If infection control protocols outlined by the CDC and OSHA cannot be followed, the procedure should not be done.

***Another reference to CDC and OSHA.  However, it is referencing infection control protocols and not their recommendations with selection of procedures.

All patients should be screened for symptoms of COVID-19, such as temperature over 100.4 degrees Fahrenheit, cough or other symptoms, before arriving at the practice, social distancing should be maintained while in the practice, and patients should wash or sanitize hands frequently and wear a mask when not undergoing treatment. Tele-dentistry should continue to be employed when possible as patients might be able to be treated virtually with antibiotics and pain medication. Please remember to continue to use proper opioid guidelines in the dental practice, per clinical judgment.

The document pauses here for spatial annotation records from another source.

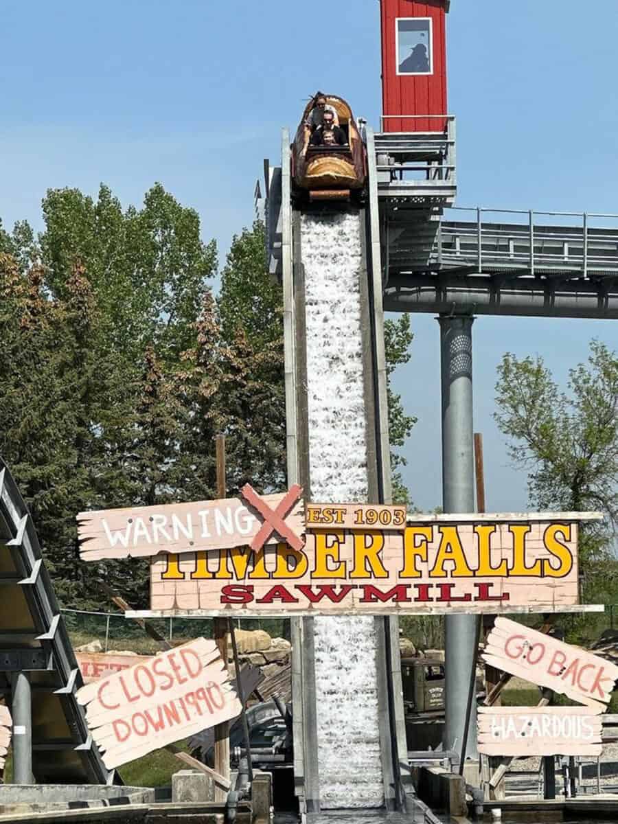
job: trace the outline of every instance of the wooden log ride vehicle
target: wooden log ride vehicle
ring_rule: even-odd
[[[320,95],[337,112],[347,145],[311,146],[309,115],[318,95],[307,103],[292,146],[293,196],[310,200],[362,199],[367,182],[367,152],[352,110],[342,97]]]

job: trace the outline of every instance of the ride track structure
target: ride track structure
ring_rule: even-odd
[[[366,479],[361,485],[364,483],[368,501],[390,503],[391,467],[380,237],[375,152],[372,150],[373,137],[370,129],[367,130],[365,139],[369,159],[368,201],[366,207],[361,208],[344,207],[348,214],[358,217],[360,234],[360,249],[357,250],[359,253],[359,276],[356,288],[359,292],[360,302],[365,433],[363,459],[366,466]],[[272,187],[273,195],[269,199],[269,233],[274,242],[279,241],[283,287],[288,480],[290,485],[301,484],[308,499],[311,499],[312,487],[315,489],[316,485],[314,473],[318,467],[310,465],[311,401],[308,397],[307,327],[308,313],[316,310],[314,304],[307,300],[307,258],[303,260],[303,251],[305,255],[307,253],[307,233],[303,250],[302,221],[307,215],[332,213],[328,208],[322,211],[311,205],[293,207],[290,136],[287,129],[283,129],[282,135],[281,170],[273,170],[273,174],[268,167],[265,171],[267,188]],[[280,189],[277,185],[279,182]],[[328,399],[324,400],[325,405],[328,402]],[[311,445],[315,447],[315,441]],[[322,489],[324,488],[322,485]],[[335,495],[333,499],[336,499],[336,493],[333,489],[329,491]],[[320,493],[316,494],[320,495]],[[371,744],[366,741],[355,741],[353,746],[349,746],[348,742],[341,740],[339,736],[337,736],[337,741],[334,737],[329,737],[324,724],[319,722],[318,705],[323,712],[325,705],[336,704],[335,696],[328,694],[327,680],[319,672],[321,667],[326,666],[325,662],[322,662],[323,656],[319,654],[316,659],[316,646],[323,643],[324,637],[324,632],[321,635],[316,624],[328,620],[320,617],[292,620],[294,776],[301,812],[323,813],[326,808],[377,805],[392,811],[405,810],[407,804],[419,804],[414,798],[407,761],[398,620],[391,617],[346,619],[348,621],[355,620],[358,624],[356,630],[346,627],[344,630],[358,630],[356,637],[364,639],[364,643],[370,650],[373,650],[375,656],[374,666],[370,661],[366,662],[374,679],[368,686],[369,696],[357,692],[358,705],[354,707],[354,696],[346,691],[345,695],[339,696],[340,704],[346,705],[339,705],[339,707],[344,718],[354,713],[363,717],[364,705],[375,696],[378,729],[369,733],[377,739],[379,752],[375,750],[370,752],[375,747],[375,741]],[[342,620],[330,619],[338,620]],[[361,624],[363,620],[364,625]],[[325,629],[327,632],[327,625],[325,625]],[[336,647],[337,639],[331,640]],[[346,673],[343,653],[342,649],[337,655],[337,678],[341,684],[353,677],[351,672],[349,675]],[[354,664],[350,664],[349,661],[348,666],[353,667]],[[323,692],[325,690],[325,693]],[[327,768],[325,768],[325,763],[328,764]],[[378,790],[374,786],[372,789],[376,794],[368,798],[370,794],[366,792],[363,794],[362,784],[365,777],[368,784],[369,775],[376,769],[381,773],[382,788]],[[354,770],[359,773],[355,779],[350,775]],[[325,775],[325,772],[329,774]],[[374,778],[372,775],[371,780]],[[339,787],[339,793],[333,792],[336,787]],[[380,801],[377,802],[378,795]],[[426,808],[423,808],[422,812],[424,816],[432,817]]]
[[[11,705],[18,784],[121,784],[75,697],[82,675],[32,517],[0,459],[0,695]]]

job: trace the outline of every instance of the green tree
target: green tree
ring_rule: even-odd
[[[395,448],[404,446],[416,423],[416,418],[405,414],[401,396],[393,391],[391,377],[398,366],[402,366],[410,360],[410,348],[413,339],[410,315],[404,314],[396,321],[385,321],[384,344],[388,375],[388,433],[391,442],[393,502],[405,503],[407,506],[411,505],[410,491],[403,482],[399,467],[405,466],[408,461]]]
[[[582,595],[584,602],[618,602],[618,355],[593,340],[566,391],[540,357],[507,353],[498,377],[495,419],[512,460],[528,473],[531,506],[605,514],[605,522],[582,524]]]

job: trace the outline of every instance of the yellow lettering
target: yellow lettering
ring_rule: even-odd
[[[290,558],[294,559],[293,569],[290,569]],[[309,561],[304,552],[297,552],[288,544],[277,544],[277,565],[273,578],[302,578],[308,566]]]
[[[339,548],[345,540],[344,533],[316,529],[313,534],[316,536],[316,569],[311,578],[345,578],[345,561],[339,559]],[[333,569],[329,567],[329,561],[335,564]]]
[[[475,527],[475,532],[479,538],[479,576],[499,576],[505,578],[508,574],[508,565],[506,558],[500,561],[497,567],[491,565],[491,536],[498,530],[492,524],[479,524]]]
[[[545,548],[560,562],[559,566],[556,568],[551,565],[549,558],[543,561],[543,574],[548,578],[564,578],[573,569],[573,555],[570,550],[560,543],[556,537],[557,535],[560,535],[565,541],[570,541],[570,525],[552,523],[545,531],[543,536]]]
[[[316,507],[307,508],[307,522],[320,523],[320,510]]]
[[[447,571],[444,569],[444,564],[447,561],[452,561],[455,564],[452,571],[453,578],[471,578],[474,573],[466,559],[463,546],[459,540],[457,527],[438,527],[438,529],[442,534],[442,541],[436,556],[436,563],[429,573],[430,577],[446,578]]]
[[[420,538],[418,545],[417,536]],[[421,578],[417,558],[427,563],[427,544],[433,536],[432,527],[406,527],[404,532],[404,569],[400,578]]]
[[[191,573],[191,580],[194,581],[195,578],[212,578],[213,574],[208,569],[206,564],[206,559],[208,555],[206,552],[202,550],[200,552],[195,553],[195,569]]]
[[[368,544],[368,538],[369,543]],[[384,546],[384,536],[376,530],[367,532],[355,532],[354,568],[350,578],[388,578],[388,573],[380,559],[380,552]]]
[[[161,576],[165,581],[181,581],[185,578],[185,573],[180,572],[180,558],[178,555],[167,556],[167,566],[166,571]]]
[[[513,524],[508,531],[513,535],[513,566],[509,574],[541,575],[541,559],[537,558],[531,567],[526,566],[526,536],[531,531],[528,524]]]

PATIENTS SUSPECTED OF CONFIRMED TO HAVE COVID-19 The Department is aware that many dental practices will not be able meet the stringent infection prevention and control requirements for treating patients suspected or confirmed to have COVID-19. If emergency dental care is medically necessary for a patient who has, or is suspected of having, COVID-19, airborne precautions (an isolation room with negative pressure relative to the surrounding area and use of an N95 filtering disposable respirator for persons entering the room) should be followed. In these cases, dental treatment should be provided in a hospital or other facility that can treat the patient using the appropriate precautions.


  1. Can air and water be simultaneously from a syringe during an exam?  I believe this should be avoided, but I don’t know if this document legally prohibits it.  I believe diagnostic procedures do prevent irreversible damage from disease.
  2. Can prophy angles be used to do coronal polishing?  Yes, I do believe that the definition of aerosols allows for this.
  3. Are extra air handling measures required?  I do not see anything in the document that suggests these measures are a requirement.  I do personally believe that things like air filtration systems, additional HVE tools, and more thorough disinfection procedures are in order… just not required.
  4. Can a Cavitron be used for hygiene patients?  I believe a Cavitron can be used on a scaling and root planning patient because you are treating active disease.  I believe it is prohibited at this time for prophies and perio maintenance appointments.  Hand scaling will be required.  I believe the CDT code that is billed governs this.
  5. Can I use a hand-piece to treat carious lesions?  I believe so.  Decay is a progressive disease.
  6. Can I start an ortho case that will require the use of a hand piece?  Yes, if the ortho case is treating a functional or developmental issue.
  7. Can I start a veneer case?  I believe the answer is no.  Veneers are elective cosmetic procedures that usually require a high-speed hand piece.  The exceptions would be veneers done in conjunction with other treatments that are addressing biological or functional needs.
  8. Can I finish a veneer case?  Yes, any active treatment should not be delayed if there is a risk that delay could cause harm.
  9. Can implants be placed?  I believe so, if waiting could result in migration of teeth, loss of bone, or reduced function.
  10. Are whitening treatments allowed?  Yes.  They not meet the definition of aerosol procedures.
  11. What is the bottom line?  I believe the bottom line is no new veneer cases, no Cavitrons at preventive/maintenance visits, strict adherence to OSHA PPE guidelines, and an abundance of caution.